Last week I started a social experiment without even realizing it.
Let me back up a bit and explain.
After having a great conversation with a friend Friday morning, I found myself with this burning desire inside to spread some love.
I’m weird like that.
So I came up with the idea to offer it up freely on Facebook. This is what my post said, word for word:
“Comment on this post with your favorite emoji and I’ll tell you one way you have been an encouragement in my life. This isn’t one of those chain thingies, I just really want to love on you guys today— especially if you’re having one of those days, weeks, lives where you feel like nothing you do matters. I got you! ❤”
I had no idea what to expect. Part of me wondered if everyone would ignore it, though I hoped they wouldn’t.
Emojis started to slowly trickle in and I was excited to get the chance to love on a couple of people that day.
But then they kept coming. And coming. And next thing I knew, I had 39 people to respond to.
I had people from all walks of my life in there. Friends I see on a daily basis, friends I haven’t seen since high school, and friends I’ve never had the pleasure of meeting in person.

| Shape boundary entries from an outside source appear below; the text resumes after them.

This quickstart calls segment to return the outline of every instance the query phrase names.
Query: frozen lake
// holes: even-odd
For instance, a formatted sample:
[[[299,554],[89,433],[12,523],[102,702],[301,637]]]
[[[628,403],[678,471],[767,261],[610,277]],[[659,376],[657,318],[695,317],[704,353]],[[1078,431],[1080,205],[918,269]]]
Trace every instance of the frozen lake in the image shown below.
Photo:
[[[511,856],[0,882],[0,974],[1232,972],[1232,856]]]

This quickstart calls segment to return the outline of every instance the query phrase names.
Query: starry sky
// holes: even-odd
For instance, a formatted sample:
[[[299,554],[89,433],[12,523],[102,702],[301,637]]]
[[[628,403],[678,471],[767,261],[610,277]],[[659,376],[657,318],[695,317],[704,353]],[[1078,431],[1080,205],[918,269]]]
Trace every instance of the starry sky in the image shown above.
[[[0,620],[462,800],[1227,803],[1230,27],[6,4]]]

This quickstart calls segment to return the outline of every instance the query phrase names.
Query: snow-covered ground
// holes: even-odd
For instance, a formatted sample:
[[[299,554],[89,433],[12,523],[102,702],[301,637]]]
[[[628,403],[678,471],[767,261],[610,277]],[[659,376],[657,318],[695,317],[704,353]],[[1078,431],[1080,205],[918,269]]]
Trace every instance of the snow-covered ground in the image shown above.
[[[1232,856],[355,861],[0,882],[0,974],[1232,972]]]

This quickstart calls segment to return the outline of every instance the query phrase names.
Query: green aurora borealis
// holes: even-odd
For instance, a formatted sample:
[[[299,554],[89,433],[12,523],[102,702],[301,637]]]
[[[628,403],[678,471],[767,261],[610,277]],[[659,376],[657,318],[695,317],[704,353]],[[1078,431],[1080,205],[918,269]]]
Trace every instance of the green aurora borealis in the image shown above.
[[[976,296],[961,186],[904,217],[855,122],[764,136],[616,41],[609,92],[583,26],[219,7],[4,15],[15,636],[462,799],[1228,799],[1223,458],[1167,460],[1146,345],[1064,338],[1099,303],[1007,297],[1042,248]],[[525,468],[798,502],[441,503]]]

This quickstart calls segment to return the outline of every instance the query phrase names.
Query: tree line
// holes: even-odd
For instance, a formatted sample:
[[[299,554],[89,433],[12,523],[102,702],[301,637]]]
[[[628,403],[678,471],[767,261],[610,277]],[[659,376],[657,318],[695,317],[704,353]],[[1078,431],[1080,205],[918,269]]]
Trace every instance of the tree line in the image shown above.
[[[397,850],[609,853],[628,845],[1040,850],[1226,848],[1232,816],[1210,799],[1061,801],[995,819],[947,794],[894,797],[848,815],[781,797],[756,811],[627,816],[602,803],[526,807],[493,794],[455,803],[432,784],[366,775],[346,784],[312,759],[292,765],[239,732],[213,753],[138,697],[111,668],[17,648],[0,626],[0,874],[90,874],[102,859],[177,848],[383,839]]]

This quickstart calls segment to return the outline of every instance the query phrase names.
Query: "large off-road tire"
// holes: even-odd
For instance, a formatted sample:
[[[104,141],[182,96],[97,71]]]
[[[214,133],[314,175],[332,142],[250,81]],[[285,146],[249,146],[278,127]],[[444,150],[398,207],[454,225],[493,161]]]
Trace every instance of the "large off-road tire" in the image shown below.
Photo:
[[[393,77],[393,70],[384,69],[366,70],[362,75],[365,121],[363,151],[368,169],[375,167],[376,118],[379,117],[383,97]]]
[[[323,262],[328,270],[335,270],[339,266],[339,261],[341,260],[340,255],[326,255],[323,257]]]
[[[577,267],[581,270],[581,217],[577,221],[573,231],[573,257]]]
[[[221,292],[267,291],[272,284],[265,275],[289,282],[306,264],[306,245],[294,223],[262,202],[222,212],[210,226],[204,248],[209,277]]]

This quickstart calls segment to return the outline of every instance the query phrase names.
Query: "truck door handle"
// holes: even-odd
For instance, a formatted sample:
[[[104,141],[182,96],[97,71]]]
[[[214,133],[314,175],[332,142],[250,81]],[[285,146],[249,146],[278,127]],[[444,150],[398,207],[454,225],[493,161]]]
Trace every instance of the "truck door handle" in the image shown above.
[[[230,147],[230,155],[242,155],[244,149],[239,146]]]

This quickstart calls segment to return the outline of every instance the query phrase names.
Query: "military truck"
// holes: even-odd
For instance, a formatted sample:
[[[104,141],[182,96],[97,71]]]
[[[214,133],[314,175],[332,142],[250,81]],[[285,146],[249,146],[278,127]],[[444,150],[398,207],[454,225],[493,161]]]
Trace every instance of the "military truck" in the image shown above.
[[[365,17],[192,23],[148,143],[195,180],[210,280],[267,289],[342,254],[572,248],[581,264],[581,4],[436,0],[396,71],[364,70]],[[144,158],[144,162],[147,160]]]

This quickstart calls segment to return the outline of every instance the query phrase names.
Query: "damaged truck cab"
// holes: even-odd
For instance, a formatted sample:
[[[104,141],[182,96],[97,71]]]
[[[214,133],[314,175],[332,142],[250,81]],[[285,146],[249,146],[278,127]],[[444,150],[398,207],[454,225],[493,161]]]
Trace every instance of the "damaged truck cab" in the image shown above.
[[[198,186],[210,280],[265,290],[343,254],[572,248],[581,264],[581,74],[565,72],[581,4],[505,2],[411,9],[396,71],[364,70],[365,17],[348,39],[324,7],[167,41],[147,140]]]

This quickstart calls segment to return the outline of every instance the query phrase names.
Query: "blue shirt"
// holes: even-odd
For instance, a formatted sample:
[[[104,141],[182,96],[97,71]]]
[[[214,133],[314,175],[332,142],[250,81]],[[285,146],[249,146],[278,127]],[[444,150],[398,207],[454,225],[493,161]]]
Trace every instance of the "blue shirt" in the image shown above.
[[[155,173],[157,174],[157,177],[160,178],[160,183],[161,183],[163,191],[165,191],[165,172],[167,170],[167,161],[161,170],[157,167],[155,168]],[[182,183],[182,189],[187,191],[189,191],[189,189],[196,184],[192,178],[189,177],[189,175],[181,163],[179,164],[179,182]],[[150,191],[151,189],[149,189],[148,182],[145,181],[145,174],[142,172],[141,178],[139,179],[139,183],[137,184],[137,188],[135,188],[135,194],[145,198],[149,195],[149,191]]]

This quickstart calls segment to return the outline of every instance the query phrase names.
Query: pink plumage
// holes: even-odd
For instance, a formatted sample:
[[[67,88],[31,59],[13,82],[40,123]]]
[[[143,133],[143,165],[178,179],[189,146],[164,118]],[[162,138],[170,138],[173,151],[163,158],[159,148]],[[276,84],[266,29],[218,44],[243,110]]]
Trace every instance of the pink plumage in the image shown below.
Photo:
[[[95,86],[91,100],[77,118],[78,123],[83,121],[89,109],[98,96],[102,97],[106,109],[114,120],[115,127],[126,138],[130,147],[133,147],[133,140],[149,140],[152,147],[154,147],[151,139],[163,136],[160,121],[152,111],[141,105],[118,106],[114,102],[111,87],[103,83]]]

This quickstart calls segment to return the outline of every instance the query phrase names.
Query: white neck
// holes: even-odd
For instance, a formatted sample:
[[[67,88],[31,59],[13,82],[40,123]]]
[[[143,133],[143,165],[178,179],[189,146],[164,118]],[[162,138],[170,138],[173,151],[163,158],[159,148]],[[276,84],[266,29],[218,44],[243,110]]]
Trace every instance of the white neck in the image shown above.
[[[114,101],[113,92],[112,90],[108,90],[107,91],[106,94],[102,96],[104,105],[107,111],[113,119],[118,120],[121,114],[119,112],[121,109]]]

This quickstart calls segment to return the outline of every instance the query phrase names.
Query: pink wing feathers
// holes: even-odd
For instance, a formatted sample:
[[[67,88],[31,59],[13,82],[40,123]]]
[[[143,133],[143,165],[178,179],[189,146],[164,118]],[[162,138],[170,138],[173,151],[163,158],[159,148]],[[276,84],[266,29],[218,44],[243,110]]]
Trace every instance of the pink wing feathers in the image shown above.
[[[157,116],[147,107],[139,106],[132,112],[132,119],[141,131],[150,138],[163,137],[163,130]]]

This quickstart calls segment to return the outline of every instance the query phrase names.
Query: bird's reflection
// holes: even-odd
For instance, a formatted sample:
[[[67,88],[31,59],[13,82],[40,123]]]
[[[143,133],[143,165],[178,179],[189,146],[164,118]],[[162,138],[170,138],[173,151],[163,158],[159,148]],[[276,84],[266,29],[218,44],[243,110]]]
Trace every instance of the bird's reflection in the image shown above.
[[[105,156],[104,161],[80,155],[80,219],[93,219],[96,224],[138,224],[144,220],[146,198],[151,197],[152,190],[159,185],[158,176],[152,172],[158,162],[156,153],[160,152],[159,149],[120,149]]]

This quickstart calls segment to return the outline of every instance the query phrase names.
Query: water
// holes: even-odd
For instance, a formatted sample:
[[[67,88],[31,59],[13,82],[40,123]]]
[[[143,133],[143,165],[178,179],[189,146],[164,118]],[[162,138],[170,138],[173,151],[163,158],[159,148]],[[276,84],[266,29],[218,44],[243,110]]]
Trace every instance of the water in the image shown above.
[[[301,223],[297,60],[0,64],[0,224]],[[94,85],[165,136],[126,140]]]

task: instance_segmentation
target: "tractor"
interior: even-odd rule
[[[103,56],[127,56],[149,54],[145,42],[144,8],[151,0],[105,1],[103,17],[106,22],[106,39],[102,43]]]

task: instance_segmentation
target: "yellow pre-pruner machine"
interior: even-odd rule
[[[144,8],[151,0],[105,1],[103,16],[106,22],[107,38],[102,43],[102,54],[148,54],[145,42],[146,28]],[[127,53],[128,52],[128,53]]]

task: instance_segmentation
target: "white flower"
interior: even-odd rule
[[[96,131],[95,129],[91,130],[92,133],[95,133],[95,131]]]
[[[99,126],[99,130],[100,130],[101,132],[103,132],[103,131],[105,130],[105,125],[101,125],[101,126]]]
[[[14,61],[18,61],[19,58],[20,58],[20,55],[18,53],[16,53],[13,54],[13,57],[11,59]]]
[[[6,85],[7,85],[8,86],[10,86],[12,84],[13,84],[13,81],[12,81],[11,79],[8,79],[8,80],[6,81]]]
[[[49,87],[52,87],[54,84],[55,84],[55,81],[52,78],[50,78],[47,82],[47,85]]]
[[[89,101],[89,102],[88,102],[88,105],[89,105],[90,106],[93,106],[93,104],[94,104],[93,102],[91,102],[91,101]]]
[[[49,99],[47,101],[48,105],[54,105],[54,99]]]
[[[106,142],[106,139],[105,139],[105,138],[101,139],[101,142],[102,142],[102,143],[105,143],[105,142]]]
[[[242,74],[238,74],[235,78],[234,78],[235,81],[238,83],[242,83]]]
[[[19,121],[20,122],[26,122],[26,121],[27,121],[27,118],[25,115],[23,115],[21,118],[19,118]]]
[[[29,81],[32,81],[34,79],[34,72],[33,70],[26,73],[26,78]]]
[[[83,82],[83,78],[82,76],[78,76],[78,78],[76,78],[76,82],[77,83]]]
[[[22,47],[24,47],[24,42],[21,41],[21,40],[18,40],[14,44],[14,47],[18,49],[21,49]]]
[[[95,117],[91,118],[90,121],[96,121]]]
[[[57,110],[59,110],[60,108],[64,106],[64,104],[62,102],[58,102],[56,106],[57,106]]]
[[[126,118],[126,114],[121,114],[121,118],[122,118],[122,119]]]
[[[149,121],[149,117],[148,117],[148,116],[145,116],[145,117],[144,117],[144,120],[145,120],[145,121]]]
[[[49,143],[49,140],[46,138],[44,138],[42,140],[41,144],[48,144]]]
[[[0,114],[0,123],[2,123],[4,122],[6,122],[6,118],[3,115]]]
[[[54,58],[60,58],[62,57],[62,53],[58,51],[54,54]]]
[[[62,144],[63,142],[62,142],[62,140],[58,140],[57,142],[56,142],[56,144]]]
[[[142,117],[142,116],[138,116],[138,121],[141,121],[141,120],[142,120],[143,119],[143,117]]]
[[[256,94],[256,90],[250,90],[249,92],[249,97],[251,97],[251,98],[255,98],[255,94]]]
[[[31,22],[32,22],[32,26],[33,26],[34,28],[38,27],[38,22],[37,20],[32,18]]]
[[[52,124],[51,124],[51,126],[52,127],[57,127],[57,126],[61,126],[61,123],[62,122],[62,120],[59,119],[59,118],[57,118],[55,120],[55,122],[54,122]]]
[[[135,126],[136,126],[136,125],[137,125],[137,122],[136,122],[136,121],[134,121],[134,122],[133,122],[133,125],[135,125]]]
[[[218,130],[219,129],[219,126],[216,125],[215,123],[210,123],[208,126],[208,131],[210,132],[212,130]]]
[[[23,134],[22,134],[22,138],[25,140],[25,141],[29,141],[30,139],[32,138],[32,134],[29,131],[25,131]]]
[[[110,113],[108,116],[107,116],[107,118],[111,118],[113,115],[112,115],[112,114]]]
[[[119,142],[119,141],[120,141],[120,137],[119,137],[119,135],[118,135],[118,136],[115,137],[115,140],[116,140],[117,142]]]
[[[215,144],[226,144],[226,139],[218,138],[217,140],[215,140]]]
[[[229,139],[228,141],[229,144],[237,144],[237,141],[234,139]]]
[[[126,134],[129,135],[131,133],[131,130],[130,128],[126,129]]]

It took me all day to send a response to everyone. I made it a point to really think about it. I wanted to give true, genuine, individual responses to each person.
I didn’t get an ounce of work done that day. The laundry sat, the blog stayed untouched, and I didn’t ship a thing—but it was amazing.
By the end of the evening, I was in such a state of euphoria over loving on others all day long, that I was literally giggling like a mad woman as I was telling my husband about the whole experience.
Some people went out of their way to respond to what I said. Some even loved on me back. The exchange of encouragement within this thread ended up being 135 comments of pure goodness.
And I realized that the world needs this. It needs more of this right here. People offering their love, but also—people willing to accept it.
When someone tries to help you to your car when you’ve got your hands full of groceries + kids, do you let them? Or do you gently say, “thanks, but I’ve got it!” and handle it yourself?
Let me tell you, I lean toward the latter. I pride myself on my ability to do things by myself, by not needed other people’s help. But when we never let others help us, we never let them serve us. I love serving people and I would feel uselesss if I couldn’t do it, so why don’t I let others serve me?
If someone I hadn’t spoken to in years had posted the exact same thing as me, I would have never commented on it. I would have wanted to maybe, but would have rationalized that they would think it was weird, that the post wasn’t meant for me, etc.
That is some serious backwards thinking. What I learned through this accidental social experiment, is that if you give people the chance to receive love, they’ll take it. And that you too, should do the same.
I also learned just how much I wanted to love on those people I hadn’t spoken to in years.
People die, and I’ve lost my fair share. One of the hardest things about death is that you always feel like you never got the chance to tell that person what they meant to you.
But what if we could do that now? Right now. Today.
What if we chose to tell those old friends and new friends and everyone in-between about the impact they have made in our lives. What if we left no story untold?
That’s how I want to live.
And if you’re looking for a full heart, no page unturned kind of life, give my experiment a try. You can copy and paste exactly what I said and watch how encouraged not only everyone who comments on it feels afterwards, but how encouraged you feel after a day of loving on everyone else.